Bittensor’s TAO has rallied 90% so far this month, and the tokens in its ecosystem are running up even harder.
The network’s subnet token category reached a combined market cap of $1.47 billion on Monday, with $118 million in 24-hour trading volume, according to CoinGecko data.
The surge follows TAO’s own run from $180 to above $332 in March, but the subnet tokens are where the real action is. Templar, the token for Subnet 3, gained 444% in 30 days. OMEGA Labs rose 440%. Level 114 added 280%. BitQuant gained 230%. Even the larger subnet tokens posted significant returns, with Chutes up 54% and Targon gaining 166%.
Bittensor is a decentralized network that creates marketplaces for artificial intelligence. Instead of one company building and controlling AI models, Bittensor incentivizes a global network of participants to contribute computing power, data, and machine learning models in exchange for TAO, the network’s native token.
The network is divided into specialized sub-networks called subnets, each focused on a different AI task, from training language models to running compute infrastructure to cybersecurity analysis. There are currently 128 active subnets, each with its own token whose value is tied directly to the amount of TAO staked into it.
Several catalysts contributed to these moves of the Bittensor’s ecosystem tokens.
Subnet 3 produced Covenant-72B, a large language model trained permissionlessly across Bittensor’s decentralized network by over 70 contributors using commodity internet hardware.
The model was trained on 1.1 trillion tokens and achieved a 67.1 MMLU score, confirmed in a March 2026 arXiv paper. That puts it in competitive range with Meta’s Llama 2 70B, a model built by one of the most well-resourced AI labs in the world. (MMLU, or Massive Multitask Language Understanding, is a standardized test for AI models that scores them across 57 academic subjects.)
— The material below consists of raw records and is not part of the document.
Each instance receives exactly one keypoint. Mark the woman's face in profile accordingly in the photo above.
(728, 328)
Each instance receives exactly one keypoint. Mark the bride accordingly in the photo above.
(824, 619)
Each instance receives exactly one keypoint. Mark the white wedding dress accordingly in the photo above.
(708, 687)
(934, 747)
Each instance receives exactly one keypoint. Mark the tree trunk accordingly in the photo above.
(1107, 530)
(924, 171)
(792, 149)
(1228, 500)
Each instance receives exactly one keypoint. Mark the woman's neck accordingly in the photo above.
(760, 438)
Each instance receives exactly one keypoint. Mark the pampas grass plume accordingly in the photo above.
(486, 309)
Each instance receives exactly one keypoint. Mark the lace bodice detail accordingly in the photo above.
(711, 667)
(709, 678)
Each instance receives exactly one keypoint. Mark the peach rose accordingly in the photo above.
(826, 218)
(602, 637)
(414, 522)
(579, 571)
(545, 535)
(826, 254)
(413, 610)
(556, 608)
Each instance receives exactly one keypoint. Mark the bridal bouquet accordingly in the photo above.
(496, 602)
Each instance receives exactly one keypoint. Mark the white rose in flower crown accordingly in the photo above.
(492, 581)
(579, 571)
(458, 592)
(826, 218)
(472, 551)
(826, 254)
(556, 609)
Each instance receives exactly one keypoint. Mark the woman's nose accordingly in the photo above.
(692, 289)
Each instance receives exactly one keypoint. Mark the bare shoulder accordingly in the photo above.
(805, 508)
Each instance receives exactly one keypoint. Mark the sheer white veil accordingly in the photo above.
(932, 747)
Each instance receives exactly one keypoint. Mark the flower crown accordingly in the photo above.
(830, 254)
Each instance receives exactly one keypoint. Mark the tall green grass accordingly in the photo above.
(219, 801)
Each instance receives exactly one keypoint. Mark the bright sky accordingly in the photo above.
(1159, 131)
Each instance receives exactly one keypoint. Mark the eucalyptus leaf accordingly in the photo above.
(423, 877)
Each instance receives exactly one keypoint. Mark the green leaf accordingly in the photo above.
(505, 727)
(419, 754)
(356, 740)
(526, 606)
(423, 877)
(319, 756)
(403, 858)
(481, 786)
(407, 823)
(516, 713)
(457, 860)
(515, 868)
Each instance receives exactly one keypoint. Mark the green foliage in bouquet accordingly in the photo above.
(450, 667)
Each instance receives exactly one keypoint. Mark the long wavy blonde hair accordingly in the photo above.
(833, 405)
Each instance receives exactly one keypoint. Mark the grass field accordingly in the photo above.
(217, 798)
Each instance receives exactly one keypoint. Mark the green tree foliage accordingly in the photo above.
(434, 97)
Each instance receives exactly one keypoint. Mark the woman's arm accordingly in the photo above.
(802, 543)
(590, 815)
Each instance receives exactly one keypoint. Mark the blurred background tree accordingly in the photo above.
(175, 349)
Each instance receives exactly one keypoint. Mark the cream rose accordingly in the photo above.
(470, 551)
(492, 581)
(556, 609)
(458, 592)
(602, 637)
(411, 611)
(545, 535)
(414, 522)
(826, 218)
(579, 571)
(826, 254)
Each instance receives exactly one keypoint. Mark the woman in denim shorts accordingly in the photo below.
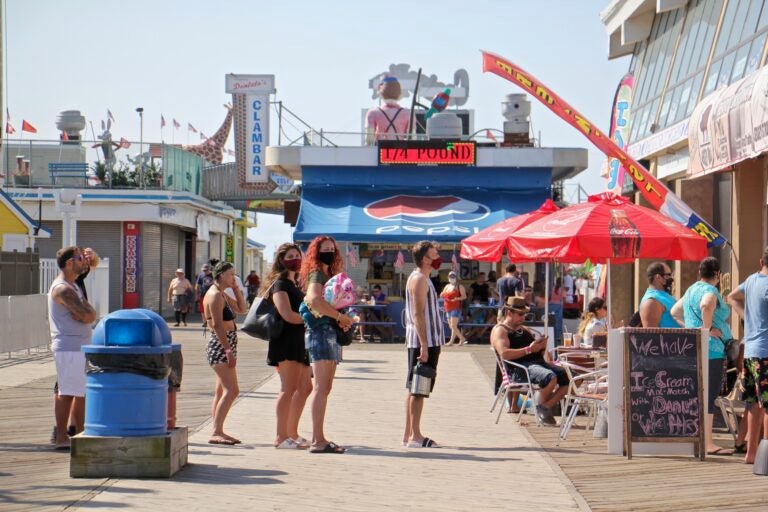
(322, 261)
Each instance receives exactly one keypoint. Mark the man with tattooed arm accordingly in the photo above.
(70, 317)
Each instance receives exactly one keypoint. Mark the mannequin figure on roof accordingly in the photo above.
(388, 121)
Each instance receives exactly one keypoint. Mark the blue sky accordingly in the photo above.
(170, 58)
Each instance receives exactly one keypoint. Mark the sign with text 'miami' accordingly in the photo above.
(396, 152)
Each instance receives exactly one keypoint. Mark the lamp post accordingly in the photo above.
(140, 110)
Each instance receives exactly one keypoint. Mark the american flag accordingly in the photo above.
(351, 256)
(27, 127)
(9, 129)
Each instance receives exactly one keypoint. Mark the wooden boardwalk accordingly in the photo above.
(482, 465)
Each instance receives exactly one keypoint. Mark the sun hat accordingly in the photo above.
(518, 304)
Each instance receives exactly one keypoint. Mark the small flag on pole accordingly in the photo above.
(351, 256)
(27, 127)
(9, 129)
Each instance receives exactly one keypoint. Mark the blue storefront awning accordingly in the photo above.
(406, 204)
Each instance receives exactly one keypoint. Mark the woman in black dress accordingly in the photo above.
(287, 352)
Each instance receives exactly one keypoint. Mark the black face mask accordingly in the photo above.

Subnet 3, called Templar, is Bittensor’s decentralized AI training network. Miners contribute GPU compute power and compete to produce useful training gradients for large language models, while validators evaluate the quality of their contributions and distribute TAO rewards accordingly.
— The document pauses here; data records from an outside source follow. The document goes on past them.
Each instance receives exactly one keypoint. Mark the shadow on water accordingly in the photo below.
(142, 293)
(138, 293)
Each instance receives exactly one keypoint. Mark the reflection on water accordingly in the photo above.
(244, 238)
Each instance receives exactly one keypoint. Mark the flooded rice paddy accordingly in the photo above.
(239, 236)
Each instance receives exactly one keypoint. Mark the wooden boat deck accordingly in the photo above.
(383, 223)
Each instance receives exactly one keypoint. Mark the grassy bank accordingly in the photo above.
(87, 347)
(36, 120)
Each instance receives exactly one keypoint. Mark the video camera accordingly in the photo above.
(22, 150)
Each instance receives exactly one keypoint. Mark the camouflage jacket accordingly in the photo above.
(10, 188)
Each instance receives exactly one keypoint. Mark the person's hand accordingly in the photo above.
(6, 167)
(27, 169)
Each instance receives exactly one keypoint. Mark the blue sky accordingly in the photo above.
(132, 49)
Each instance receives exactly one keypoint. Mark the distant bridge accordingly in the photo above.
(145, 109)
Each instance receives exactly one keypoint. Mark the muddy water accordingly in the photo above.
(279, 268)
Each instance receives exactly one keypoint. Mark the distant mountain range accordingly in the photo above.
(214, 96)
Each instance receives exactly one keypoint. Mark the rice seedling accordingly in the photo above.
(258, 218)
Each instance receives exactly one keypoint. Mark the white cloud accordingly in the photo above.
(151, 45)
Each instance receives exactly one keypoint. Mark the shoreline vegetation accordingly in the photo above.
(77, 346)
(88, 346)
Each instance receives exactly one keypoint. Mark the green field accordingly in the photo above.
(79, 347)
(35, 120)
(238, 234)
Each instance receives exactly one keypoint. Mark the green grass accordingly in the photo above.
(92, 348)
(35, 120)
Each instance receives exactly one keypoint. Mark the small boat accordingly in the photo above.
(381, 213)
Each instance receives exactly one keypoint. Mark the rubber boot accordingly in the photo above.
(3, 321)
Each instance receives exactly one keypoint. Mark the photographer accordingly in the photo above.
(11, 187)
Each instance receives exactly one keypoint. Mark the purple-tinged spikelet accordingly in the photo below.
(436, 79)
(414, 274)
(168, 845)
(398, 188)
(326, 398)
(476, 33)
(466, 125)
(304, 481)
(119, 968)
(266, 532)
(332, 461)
Think of it as a way to train AI models the same way bitcoin mines blocks, with distributed participants around the world contributing hardware and getting paid for useful work.
Elsewhere, Nvidia CEO Jensen Huang and investor Chamath Palihapitiya endorsed Bittensor’s approach on the All-In Podcast on March 20, framing decentralized AI training as complementary to proprietary models. Coming from the CEO whose blog post earlier this month briefly helped reverse a tech stock selloff, the endorsement carried weight beyond the usual crypto echo chamber.
How subnet tokens work
The subnet token mechanics explain why the gains are so outsized relative to TAO itself.
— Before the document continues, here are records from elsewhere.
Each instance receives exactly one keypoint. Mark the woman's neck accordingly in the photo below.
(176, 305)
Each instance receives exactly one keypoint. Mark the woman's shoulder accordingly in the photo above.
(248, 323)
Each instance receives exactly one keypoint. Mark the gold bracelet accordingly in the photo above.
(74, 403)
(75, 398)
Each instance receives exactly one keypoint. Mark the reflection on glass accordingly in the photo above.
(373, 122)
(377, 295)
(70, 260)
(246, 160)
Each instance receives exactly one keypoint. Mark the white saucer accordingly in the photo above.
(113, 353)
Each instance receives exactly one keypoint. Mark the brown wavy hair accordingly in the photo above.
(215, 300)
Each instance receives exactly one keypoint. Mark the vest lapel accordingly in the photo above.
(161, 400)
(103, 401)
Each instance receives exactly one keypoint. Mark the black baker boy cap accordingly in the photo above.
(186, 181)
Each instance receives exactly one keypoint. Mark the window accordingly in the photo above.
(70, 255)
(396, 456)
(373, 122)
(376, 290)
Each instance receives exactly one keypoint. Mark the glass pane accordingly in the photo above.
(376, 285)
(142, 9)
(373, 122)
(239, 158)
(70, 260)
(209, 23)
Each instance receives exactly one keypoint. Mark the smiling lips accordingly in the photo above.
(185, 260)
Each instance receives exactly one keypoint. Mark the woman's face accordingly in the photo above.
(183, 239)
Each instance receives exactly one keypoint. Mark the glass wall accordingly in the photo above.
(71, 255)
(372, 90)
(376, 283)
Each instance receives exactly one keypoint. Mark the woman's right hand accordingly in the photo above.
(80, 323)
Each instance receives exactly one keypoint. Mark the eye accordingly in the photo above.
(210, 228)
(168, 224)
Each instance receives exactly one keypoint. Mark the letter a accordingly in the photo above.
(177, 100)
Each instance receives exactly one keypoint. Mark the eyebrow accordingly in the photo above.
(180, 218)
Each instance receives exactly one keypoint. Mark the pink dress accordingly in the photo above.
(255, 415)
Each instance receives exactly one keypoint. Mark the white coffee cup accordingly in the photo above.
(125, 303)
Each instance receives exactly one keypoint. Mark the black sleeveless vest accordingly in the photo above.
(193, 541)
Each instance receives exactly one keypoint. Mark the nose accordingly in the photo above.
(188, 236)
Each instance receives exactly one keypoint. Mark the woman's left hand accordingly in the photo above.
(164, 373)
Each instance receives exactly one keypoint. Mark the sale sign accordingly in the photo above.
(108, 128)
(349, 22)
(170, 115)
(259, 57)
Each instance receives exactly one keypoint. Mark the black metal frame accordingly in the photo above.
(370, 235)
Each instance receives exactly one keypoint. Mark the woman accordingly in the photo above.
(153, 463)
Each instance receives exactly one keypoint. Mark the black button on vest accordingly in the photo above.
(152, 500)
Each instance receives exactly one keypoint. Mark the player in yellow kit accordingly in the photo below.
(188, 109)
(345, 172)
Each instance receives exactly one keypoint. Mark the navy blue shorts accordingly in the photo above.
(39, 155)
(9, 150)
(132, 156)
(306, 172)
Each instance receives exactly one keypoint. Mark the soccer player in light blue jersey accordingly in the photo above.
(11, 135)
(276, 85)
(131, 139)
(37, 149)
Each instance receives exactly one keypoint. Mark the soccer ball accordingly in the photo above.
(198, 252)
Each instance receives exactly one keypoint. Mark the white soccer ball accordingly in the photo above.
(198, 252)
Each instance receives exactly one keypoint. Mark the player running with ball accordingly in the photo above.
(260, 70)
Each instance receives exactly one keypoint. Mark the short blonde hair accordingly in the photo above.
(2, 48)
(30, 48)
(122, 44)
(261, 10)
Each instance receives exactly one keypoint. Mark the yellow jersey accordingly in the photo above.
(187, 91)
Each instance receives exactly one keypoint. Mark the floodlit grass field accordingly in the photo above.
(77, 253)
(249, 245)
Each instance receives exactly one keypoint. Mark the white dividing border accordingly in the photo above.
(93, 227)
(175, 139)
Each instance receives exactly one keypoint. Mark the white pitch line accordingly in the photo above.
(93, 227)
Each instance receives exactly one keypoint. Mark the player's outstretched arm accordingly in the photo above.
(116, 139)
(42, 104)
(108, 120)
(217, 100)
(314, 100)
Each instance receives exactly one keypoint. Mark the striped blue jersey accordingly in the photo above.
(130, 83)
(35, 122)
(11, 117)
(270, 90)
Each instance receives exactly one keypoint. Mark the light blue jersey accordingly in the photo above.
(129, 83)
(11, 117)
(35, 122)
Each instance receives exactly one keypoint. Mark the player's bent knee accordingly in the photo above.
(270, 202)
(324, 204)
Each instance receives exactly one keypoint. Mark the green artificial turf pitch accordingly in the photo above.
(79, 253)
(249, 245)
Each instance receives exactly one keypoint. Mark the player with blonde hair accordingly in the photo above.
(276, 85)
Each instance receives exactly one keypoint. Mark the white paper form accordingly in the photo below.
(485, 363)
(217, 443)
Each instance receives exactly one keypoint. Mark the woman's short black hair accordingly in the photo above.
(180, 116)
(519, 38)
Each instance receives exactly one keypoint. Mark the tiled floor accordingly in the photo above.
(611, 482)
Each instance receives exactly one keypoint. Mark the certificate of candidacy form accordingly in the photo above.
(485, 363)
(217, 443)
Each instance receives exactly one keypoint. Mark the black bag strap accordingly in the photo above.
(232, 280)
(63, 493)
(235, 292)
Since Bittensor launched dynamic TAO in February 2025, each subnet operates its own automated market maker with a native token whose valuation is determined by the TAO staked into that subnet’s reserves. When TAO appreciates, every subnet’s reserve becomes more valuable, inflating token prices and attracting more stakers. The relationship is reflexive and amplifies moves in both directions.
With TAO at roughly $3 billion in market cap and individual subnet tokens ranging from $1 million to $137 million, the subnet tokens function as leveraged bets on the parent protocol.
The network plans to expand from 128 to 256 active subnets later this year, which would bring a new wave of token launches.
A potential regulatory decision on converting the Grayscale TAO Trust into a spot ETF could provide institutional access by late 2026. And Digital Currency Group subsidiary Yuma is already contributing to 14 different subnets, suggesting the smart money is treating this as infrastructure rather than speculation.
Whether the subnet rally sustains depends on whether Bittensor keeps producing competitive AI models or whether Covenant-72B was a one-off that got lucky timing with a Huang endorsement.